Acredito que, dependendo das pesquisas qualitativas e quantitativas de março de 2022, vamos ter uma definição com características regionais, o que é muito interessante. Quero chamar a atenção para o fato de que o PSDB ganhou uma flexibilidade, uma plasticidade muito semelhante ao MDB. Podemos dizer que o PSDB está hoje “peemedebizado”, já que as preocupações dos donos das franquias estaduais terão mais peso do que uma decisão nacional, como foi até 2018. O PSDB sai muito arrebentado da eleição de 2018 e com uma nova liderança muito [em nível] estadual, que é a de Doria. Nesse cenário, pode ser que joguem Eduardo Leite para fazer um papel institucional de candidato à presidência da República e o partido se afine com as alianças estaduais distribuídas desta forma: muitos estados com Lula e muitos com Bolsonaro.
IHU On-Line - Deseja acrescentar algo?
Paulo Baía – Acrescento que a candidatura de Ciro Gomes é irreversível. Vamos ver se até abril de 2022 ele consegue uma engenharia política capaz de atrair Kalil, de Belo Horizonte, e João Doria, de São Paulo. Se não conseguir atrair os dois, terá uma candidatura frágil para marcar posição no PDT e desaparecerá qualquer tipo de competitividade, uma vez que o próprio Lula já tirou muito dessa competitividade.

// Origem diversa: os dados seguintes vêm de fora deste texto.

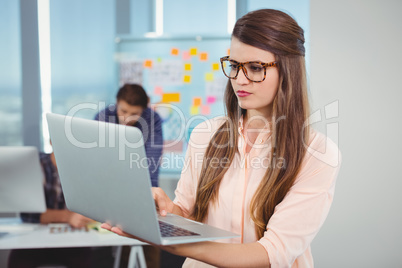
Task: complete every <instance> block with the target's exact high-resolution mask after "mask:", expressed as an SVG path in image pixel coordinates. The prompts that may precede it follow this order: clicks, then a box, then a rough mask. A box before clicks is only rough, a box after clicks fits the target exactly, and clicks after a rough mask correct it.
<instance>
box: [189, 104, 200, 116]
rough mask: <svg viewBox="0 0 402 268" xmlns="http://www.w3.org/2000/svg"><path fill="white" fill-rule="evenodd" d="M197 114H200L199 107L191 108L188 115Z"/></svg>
mask: <svg viewBox="0 0 402 268" xmlns="http://www.w3.org/2000/svg"><path fill="white" fill-rule="evenodd" d="M199 113H200V107H199V106H191V108H190V115H197V114H199Z"/></svg>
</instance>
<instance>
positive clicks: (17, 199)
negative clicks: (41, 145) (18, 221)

Volto a insistir: Ciro era competitivo tendo Haddad como candidato do PT. Sem Haddad e com Lula, Ciro até pode montar uma engenharia política, como fez Geraldo Alckmin em 2018, mas não sabemos se dará resultado. Com Alckmin, não deu.
Como ainda não sabemos qual será a pauta eleitoral, vamos ver o que vai acontecer ao longo de março e abril de 2022. De toda forma, devem ficar no radar os movimentos de Ciro Gomes, pois ele vai atacar Bolsonaro prioritariamente, mas atacará Lula também com intensidade. Vamos ver a capacidade de destruição da campanha de Ciro Gomes. A estratégia dele será enfrentar Bolsonaro e tirá-lo do segundo turno, para enfrentar Lula. Por isso nomes como o de Kalil e de Doria são tão importantes para Ciro Gomes neste momento. Na medida em que não tiver o apoio formal dos dois, sua estratégia de tentar tirar Bolsonaro do segundo turno ficará muito difícil.